Yes, I am doing well and thanks for asking. Coming up on four years clean in October, which I’m insanely stoked on. No one’s left from my group, so it can get lonely at times. But you put in the work daily and hope for the best.
Mr. Fate says
A great and exceptionally well told story. Again, I commend your courage and candor in sharing these accounts. It’s awesome that you’ve been sober for 4 years and, for that, you ought to be very proud.
Q-FI says
Thanks bud and always much appreciated.
freddy smidlap says
i don’t know if it was my mistake but a few winters ago an old chemist friend came to visit us in buffalo. he was a long time drinking buddy who lived 4-5 hours away. we always overdid it to some extent but he was in kinda rough shape. i know what you mean when you say you can only hope and nudge a person so i asked the commander “you ever think about giving up the wine or cutting back?” – “yeah, i’ve been thinking about it.” was the response. fast forward a year and the commander was dead of liver failure. he never called or anything when he really got sick. you wish you could have done more or at least said goodbye but we just do our best in life.
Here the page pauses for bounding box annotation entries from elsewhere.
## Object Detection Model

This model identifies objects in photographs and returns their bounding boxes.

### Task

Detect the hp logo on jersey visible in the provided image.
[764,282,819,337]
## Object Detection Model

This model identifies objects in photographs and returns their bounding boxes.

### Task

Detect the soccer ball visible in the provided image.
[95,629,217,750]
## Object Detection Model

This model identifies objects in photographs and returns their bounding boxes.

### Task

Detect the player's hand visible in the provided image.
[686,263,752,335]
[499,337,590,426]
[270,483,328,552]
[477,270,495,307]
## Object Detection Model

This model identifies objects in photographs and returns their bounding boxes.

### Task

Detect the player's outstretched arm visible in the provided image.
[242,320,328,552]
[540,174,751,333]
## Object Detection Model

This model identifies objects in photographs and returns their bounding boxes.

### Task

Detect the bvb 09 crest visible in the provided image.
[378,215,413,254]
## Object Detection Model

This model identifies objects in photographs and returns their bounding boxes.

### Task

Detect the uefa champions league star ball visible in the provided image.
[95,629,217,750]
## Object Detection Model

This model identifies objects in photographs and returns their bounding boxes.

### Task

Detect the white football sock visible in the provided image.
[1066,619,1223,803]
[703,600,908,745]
nice post. i took a month off the sauce this past winter just to know that i could do it at will. stay clean, bro.
Q-FI says
It definitely was not your mistake at all Freddy. One of the hardest parts for people to grasp, is that if the addict/alcoholic hasn’t hit bottom and doesn’t want any help themselves, there isn’t that much you can do. You can’t force someone into rehab to get sober no matter how fucked up they are. It’s painful to watch, but the person has to want it themselves. You did the right thing by gently asking and in my opinion, that was the perfect way to handle it and all that you could have done anyway.
Sorry for your loss and good for you taking a month off. It’s always good to clean out that liver once in a while and give the body a break. I used to do that as well back in the day.